# New Kid



## 9dawgs (May 5, 2016)

Hello All, just signing in. I am currently living in the USA with plans to move to Swaziland in the Summer of 2017. There was no Swaziland choice so I selected South Africa. Looking forward to gleaning the collective wisdom here from those who have made the move.


----------



## 2fargone (Jun 14, 2011)

9dawgs said:


> Hello All, just signing in. I am currently living in the USA with plans to move to Swaziland in the Summer of 2017. There was no Swaziland choice so I selected South Africa. Looking forward to gleaning the collective wisdom here from those who have made the move.


Have you visited Swaziland before? I made the move to South Africa (but I have been to Swaziland twice) I currently live back in the USA.


----------



## 9dawgs (May 5, 2016)

2fargone said:


> Have you visited Swaziland before? I made the move to South Africa (but I have been to Swaziland twice) I currently live back in the USA.


Yes, my wife and I visit often. She just returned in March after a 3 week stay. We were there last summer for about 6 weeks. We're returning again hopefully in October for 4 weeks. We've been several times over the past 3 years.

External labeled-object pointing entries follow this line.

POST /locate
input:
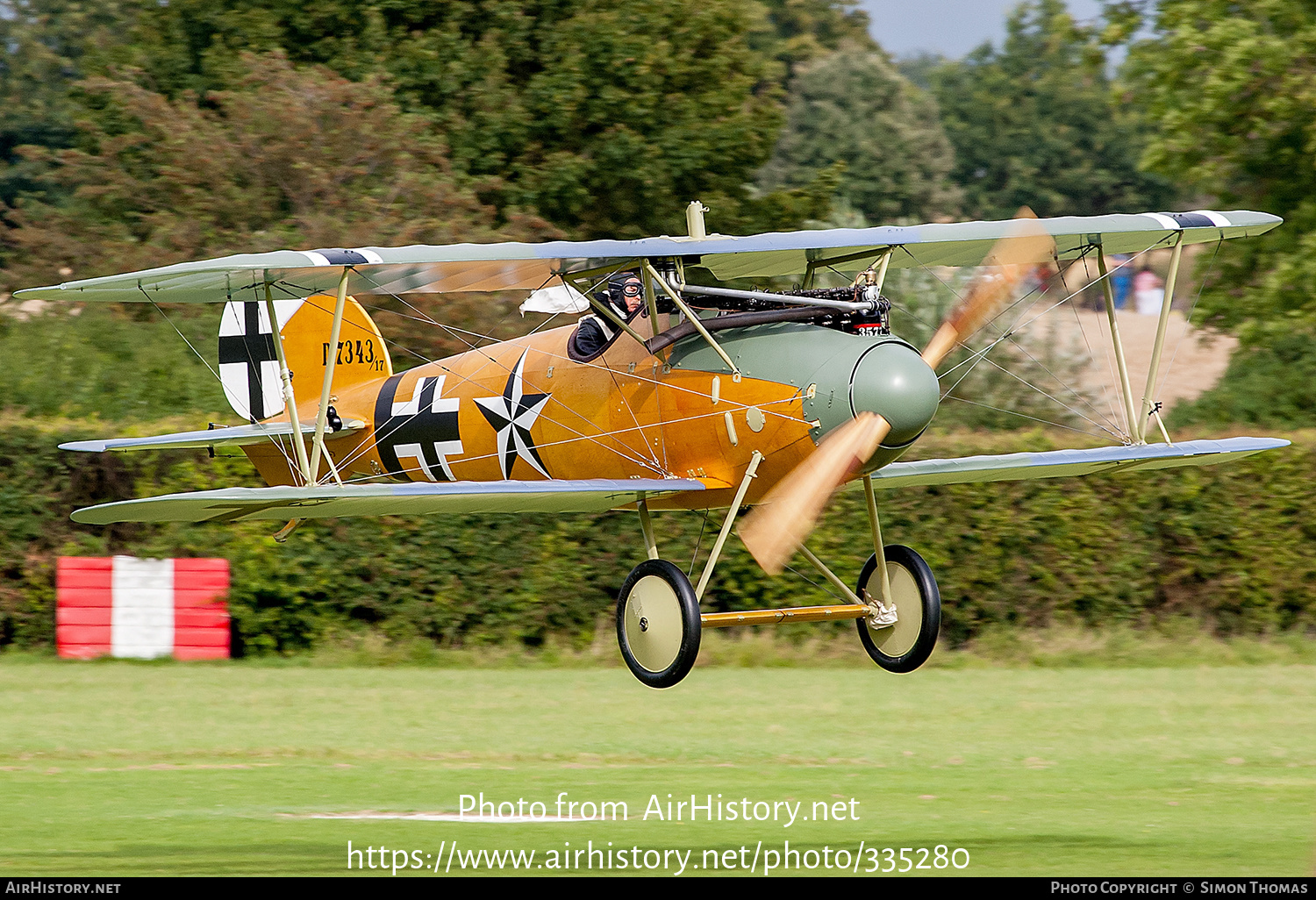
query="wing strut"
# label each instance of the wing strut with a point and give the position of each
(1126, 389)
(290, 399)
(1160, 346)
(332, 357)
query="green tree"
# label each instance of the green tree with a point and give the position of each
(1034, 123)
(802, 31)
(855, 110)
(1229, 89)
(45, 47)
(603, 116)
(287, 158)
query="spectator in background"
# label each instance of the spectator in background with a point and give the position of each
(1121, 279)
(1148, 291)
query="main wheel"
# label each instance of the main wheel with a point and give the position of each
(658, 623)
(905, 646)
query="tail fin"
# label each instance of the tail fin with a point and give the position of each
(249, 368)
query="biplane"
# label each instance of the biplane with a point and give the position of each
(676, 391)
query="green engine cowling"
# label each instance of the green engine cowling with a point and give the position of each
(850, 374)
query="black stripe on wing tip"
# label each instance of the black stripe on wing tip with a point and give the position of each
(344, 257)
(1189, 220)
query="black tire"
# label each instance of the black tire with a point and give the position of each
(902, 647)
(658, 623)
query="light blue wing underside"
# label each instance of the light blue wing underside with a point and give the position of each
(479, 268)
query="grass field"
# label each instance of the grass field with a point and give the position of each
(120, 768)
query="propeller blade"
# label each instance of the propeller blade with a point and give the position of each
(783, 520)
(1026, 246)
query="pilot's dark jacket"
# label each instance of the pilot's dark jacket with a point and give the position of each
(595, 333)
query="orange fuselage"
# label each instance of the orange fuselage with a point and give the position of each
(523, 410)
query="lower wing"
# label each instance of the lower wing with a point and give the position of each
(1060, 463)
(412, 499)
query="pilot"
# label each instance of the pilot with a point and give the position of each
(594, 333)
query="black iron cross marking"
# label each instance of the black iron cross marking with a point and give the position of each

Why may I ask did you return to the USA?


----------



## 2fargone (Jun 14, 2011)

9dawgs said:


> Yes, my wife and I visit often. She just returned in March after a 3 week stay. We were there last summer for about 6 weeks. We're returning again hopefully in October for 4 weeks. We've been several times over the past 3 years.
> 
> Why may I ask did you return to the USA?


I am a US citizen and I have a Masters Degree where in the US my degree is highly sought after. In South Africa I was hardly being offered any jobs. The jobs I did get offers for were not even related to my field, and mostly were temp work.

A few other things happened where we (my husband South African citizen and I) felt that moving to the US would be the best for us. You can PM (Private Message) me I am can tell you more if you would like.


----------



## 9dawgs (May 5, 2016)

2fargone said:


> I am a US citizen and I have a Masters Degree where in the US my degree is highly sought after. In South Africa I was hardly being offered any jobs. The jobs I did get offers for were not even related to my field, and mostly were temp work.
> 
> A few other things happened where we (my husband South African citizen and I) felt that moving to the US would be the best for us. You can PM (Private Message) me I am can tell you more if you would like.


Hi, I apologize for not responding sooner. It's been a bit busy around here for a while. Anyhow, I couldn't find a way to PM you as there doesn't seem to be a link. Maybe that's only available with a paid membership? I'd like to know more about your experiences.


----------



## 2fargone (Jun 14, 2011)

Hi you need to have 5 posts in able to PM someone. You are at 3 now. When you reach 5 then you can move the mouse over to my username and you will see the option to 'send a private message to 2fargone.'


----------



## 9dawgs (May 5, 2016)

Haha, well ok. The this will be 4.


----------



## 9dawgs (May 5, 2016)

And here's five posts! See you in PM land. :>)


----------